Open MPI logo

Open MPI Development Mailing List Archives

  |   Home   |   Support   |   FAQ   |   all Development mailing list

Subject: Re: [OMPI devel] RFC: eliminating "descriptor" argument from sendi function
From: Eugene Loh (Eugene.Loh_at_[hidden])
Date: 2009-02-24 12:52:48


George Bosilca wrote:

> Here is another way to write the code without having to pay the
> expensive initialization of sendreq.
> first_time = 0;
> for ( btl = ... ) {
> if ( SUCCESS == sendi() ) return SUCCESS;
> if( 0 == first_time++) set_up_expensive_send_request(&sendreq);
> if ( SUCCESS == send(&sendreq) ) return SUCESS;
> }

Sure. Well, things are complicated by the fact that
"set_up_expensive_send_request()" is not a factored-out function. So,
restructuring code to look like this is a hassle. But, let's first
figure out what we *want* to do and then tackle what is merely a simple
matter of implementation! :^)

> Anyway, the main problem is not in this code. The main problem is in
> the fact that now instead of sharing the load over all available BTL
> in a round-robin fashion, you overload the BTL(s) providing the sendi
> function with small (and eager) messages, and you completely ignore
> all the others until something goes wrong.
>
> However, I can see one interesting point in your approach. As the
> BTLs are indexed in increasing order of their published latency in
> the eager array, we might benefit from the smallest latency for
> several small messages before taking the most expensive path. But
> this is not something we should tackle allegedly, as it modify the
> most performance related parts of the PML.

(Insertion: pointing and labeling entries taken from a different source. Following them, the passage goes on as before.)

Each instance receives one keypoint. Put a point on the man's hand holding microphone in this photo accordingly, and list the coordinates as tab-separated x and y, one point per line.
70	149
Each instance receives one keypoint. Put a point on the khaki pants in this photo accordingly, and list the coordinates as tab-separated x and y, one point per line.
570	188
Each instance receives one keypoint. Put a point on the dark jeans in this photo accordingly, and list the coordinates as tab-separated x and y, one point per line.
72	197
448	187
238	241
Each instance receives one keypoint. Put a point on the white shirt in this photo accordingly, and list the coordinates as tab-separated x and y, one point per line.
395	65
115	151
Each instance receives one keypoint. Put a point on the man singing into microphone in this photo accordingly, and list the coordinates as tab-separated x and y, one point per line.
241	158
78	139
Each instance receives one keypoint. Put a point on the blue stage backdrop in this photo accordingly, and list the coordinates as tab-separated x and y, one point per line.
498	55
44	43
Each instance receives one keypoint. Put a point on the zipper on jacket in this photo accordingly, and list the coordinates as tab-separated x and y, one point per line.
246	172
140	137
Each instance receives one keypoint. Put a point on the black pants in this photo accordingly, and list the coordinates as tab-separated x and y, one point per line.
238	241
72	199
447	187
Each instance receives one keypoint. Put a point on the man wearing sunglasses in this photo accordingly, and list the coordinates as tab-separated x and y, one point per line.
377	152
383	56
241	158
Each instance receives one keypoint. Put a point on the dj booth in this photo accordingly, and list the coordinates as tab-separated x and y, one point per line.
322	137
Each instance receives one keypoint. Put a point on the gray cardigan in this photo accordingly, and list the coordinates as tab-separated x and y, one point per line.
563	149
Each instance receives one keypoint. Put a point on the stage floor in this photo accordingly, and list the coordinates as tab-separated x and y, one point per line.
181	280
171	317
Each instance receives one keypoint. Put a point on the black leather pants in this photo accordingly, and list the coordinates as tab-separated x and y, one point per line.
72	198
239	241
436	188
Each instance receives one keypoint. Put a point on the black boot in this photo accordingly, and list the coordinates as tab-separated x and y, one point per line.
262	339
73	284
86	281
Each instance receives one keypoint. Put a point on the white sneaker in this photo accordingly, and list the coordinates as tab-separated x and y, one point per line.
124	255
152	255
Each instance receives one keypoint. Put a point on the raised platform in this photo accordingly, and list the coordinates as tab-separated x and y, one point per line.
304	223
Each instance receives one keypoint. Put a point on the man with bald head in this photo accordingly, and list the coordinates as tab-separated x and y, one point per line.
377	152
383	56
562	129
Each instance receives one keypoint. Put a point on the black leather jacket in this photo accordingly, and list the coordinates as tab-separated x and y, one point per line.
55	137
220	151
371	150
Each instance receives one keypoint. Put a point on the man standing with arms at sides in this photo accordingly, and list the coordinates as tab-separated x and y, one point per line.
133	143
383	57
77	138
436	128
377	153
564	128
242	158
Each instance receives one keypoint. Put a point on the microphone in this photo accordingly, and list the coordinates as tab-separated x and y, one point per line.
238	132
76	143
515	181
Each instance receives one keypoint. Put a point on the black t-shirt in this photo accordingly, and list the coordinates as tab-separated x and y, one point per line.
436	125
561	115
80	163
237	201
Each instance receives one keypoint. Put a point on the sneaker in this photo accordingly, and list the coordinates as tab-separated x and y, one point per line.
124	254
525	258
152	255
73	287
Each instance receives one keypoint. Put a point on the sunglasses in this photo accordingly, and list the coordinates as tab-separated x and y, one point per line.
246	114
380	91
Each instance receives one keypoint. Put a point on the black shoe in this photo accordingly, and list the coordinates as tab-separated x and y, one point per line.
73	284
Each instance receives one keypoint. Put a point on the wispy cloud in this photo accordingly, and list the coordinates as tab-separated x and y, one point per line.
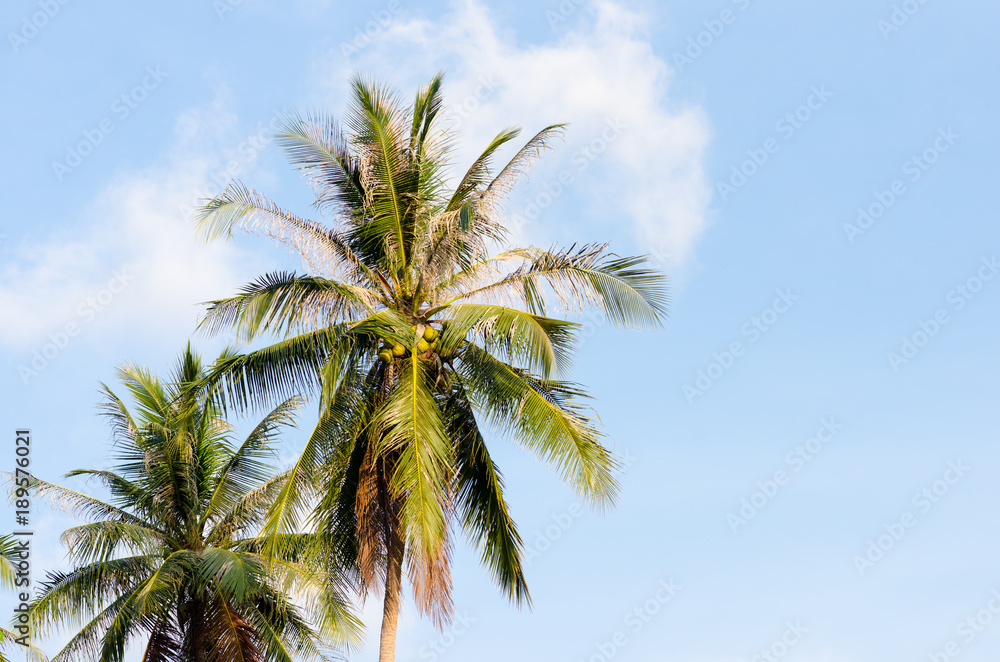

I would like to understand this better. Let's say you can reach your
destination via two BTLs: sm and TCP. I don't know what the numbers
are, but let's say TCP latency is >10x slower than sm latency. Are you
saying we want to roundrobin between the two BTLs? And to do otherwise
would modify a lot of the PML? Like what?

I can imagine cases where one might have comparable BTLs and want to
round robin them. But, if one BTL is much faster than another, I would
want to use the faster one. Period. Especially if it had a sendi function.